We will start by looking at the job submission step first. Actually there is a class JobSubmitter in hadoop.mapreduce, and as the name indicates, this class handles how the job got submitted to the jobtracker from the client.
This method will get the source file system and destination file system and compare if they are the same ones by comparing host name and even port number.
Clearly, in the process of submitting the job, there will be some files involved that need to be sent to the job tracker, like the code files, the jar files, the customized configuration file etc. And before sending the file out, we need to check if the job tracker is actually on the same machine with the client. In that way, we don’t need to send the data out. And the return object of the method is the new Path(old path if exists).
Of course, after checking if the local file system is actually the same as the remote file system. The smart and cautious hadoop developers will copy the files to the job track file system. In this step, it will check and load the files, libjars and archives. I omitted several lines of code and trying to fit the whole method into one screen shot. So the reader can have a brief idea of how this method looks like.
Now we are already half way through this class and I folded the rest of the class so you can have an overview of what is left in this class. As you can see, submitJobInternal might be the longest method in the code. And actually, the whole idea behind submitJobInternal is fairly straightforward. Maybe it will be helpful to understand if I categorize it into five words “1. Configure 2. Secret 3. Split 4. Queue 5. Submit”
(1). Configure:
basically configure the job based on the client attributes, set up all the configuration properties like user name, job id, host address, etc.
(2). Secret:
This job submission cannot happen with certain kind of credential behind it when distributing the job beyond only the jobid. It will get the delegation token for the job directory from the namenode and also generate a secret key.
(3). Splits
This method splits the input job logically.
(4). Queue
Set up which job queue the job need to be sent out and get the administration of that job queue.
(5). Submit
In this end, call the submitClient.submitJob method to submit the job to the jobtracker using the jobId, submission directory and the secret key/credentials. And after this is done, the staging table will get deleted and the job got submitted successfully.

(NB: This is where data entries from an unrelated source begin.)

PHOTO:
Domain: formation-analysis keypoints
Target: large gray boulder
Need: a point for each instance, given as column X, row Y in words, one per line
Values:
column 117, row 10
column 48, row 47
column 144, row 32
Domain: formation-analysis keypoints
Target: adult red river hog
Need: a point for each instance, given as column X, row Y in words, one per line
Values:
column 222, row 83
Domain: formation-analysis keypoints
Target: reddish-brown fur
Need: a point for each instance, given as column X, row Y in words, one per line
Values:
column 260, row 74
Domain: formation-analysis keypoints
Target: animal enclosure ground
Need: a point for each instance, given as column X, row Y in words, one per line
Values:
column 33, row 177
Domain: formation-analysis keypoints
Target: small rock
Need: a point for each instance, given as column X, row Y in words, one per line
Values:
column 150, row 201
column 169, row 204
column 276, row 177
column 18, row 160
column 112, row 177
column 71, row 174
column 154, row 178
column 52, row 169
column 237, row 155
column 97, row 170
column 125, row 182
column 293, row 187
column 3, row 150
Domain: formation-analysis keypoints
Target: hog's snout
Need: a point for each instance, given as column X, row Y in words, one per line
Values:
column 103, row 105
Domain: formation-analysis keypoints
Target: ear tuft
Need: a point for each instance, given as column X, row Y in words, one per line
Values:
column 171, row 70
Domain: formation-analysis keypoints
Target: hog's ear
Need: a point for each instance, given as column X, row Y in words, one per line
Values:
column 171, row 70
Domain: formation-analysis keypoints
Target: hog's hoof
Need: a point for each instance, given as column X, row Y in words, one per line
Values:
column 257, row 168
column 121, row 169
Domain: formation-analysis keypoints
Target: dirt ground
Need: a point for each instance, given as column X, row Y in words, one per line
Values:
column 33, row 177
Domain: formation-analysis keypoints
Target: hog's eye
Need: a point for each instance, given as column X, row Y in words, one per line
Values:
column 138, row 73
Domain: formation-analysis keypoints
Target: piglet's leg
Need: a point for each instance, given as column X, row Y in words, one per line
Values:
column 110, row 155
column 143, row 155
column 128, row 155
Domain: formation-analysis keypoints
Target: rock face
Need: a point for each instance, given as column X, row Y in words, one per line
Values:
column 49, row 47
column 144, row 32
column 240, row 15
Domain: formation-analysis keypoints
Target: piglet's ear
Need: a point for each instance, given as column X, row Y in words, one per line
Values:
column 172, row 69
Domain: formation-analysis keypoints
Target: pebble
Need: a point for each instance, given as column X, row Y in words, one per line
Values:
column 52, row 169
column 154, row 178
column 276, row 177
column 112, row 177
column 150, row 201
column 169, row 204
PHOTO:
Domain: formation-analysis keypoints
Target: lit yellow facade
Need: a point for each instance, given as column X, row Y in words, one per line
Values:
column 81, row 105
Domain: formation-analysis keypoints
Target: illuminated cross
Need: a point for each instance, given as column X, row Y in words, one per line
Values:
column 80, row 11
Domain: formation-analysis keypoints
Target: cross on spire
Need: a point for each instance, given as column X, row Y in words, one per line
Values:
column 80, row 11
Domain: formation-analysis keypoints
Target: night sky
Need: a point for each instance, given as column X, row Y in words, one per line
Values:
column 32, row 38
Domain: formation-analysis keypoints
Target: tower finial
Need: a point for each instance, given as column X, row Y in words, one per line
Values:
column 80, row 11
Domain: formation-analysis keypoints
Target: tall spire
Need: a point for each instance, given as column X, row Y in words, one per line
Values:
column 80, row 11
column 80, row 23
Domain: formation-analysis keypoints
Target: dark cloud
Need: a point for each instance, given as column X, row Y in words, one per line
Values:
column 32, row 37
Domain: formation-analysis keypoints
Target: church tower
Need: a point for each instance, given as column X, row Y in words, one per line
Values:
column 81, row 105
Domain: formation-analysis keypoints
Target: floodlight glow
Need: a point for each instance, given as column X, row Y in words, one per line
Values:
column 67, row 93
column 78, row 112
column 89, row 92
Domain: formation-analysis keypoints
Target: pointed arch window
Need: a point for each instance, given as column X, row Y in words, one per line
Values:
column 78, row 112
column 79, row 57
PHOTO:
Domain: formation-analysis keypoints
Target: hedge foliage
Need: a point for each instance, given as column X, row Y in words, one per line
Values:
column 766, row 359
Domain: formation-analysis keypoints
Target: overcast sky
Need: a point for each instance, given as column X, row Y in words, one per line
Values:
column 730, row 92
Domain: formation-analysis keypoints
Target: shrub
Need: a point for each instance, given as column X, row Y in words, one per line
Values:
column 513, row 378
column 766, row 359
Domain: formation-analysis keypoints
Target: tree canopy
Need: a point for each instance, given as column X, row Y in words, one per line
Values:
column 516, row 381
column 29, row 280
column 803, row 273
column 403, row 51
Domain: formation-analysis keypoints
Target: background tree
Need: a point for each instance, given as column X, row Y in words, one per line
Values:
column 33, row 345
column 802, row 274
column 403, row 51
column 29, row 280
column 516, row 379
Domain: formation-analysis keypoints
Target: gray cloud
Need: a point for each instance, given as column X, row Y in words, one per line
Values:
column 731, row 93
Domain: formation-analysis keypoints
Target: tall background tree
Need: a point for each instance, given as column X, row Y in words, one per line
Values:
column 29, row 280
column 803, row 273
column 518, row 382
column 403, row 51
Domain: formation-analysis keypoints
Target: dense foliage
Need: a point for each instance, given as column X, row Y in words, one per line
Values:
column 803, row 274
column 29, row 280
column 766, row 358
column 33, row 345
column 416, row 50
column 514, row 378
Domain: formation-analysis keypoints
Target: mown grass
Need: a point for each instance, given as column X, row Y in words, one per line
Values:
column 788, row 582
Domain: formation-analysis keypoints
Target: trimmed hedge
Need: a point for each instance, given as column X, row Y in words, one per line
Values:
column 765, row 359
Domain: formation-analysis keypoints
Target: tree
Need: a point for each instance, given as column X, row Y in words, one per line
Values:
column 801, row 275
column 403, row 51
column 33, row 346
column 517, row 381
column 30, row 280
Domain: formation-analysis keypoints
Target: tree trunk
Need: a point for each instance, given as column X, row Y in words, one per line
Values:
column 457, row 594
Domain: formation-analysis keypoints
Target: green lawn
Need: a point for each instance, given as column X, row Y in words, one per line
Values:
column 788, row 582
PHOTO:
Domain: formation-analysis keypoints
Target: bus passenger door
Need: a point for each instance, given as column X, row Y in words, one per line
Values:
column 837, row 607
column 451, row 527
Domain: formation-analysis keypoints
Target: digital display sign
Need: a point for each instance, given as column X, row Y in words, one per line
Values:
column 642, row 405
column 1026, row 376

Out of those five words, the Split is actually an interesting topic. Actually, there are three methods afterwards that are directly related to this concept. There are two scenarios when thinking about splitting input files as the input for mappers. If that is a job that has already been created, it will read in the number of mappers and split the input file based on that number. If that is a job that is new or doesn’t have the number of mappers specified, it will split in another way. After the splitting, it will sort the splitted file by size, so the file with the biggest size will get submitted first.
Note: The split is a logical split of the inputs, which means the files won’t be split physically into certain of chunks. And instead, each split file might just be a tuple which records the start line filename, number and offset.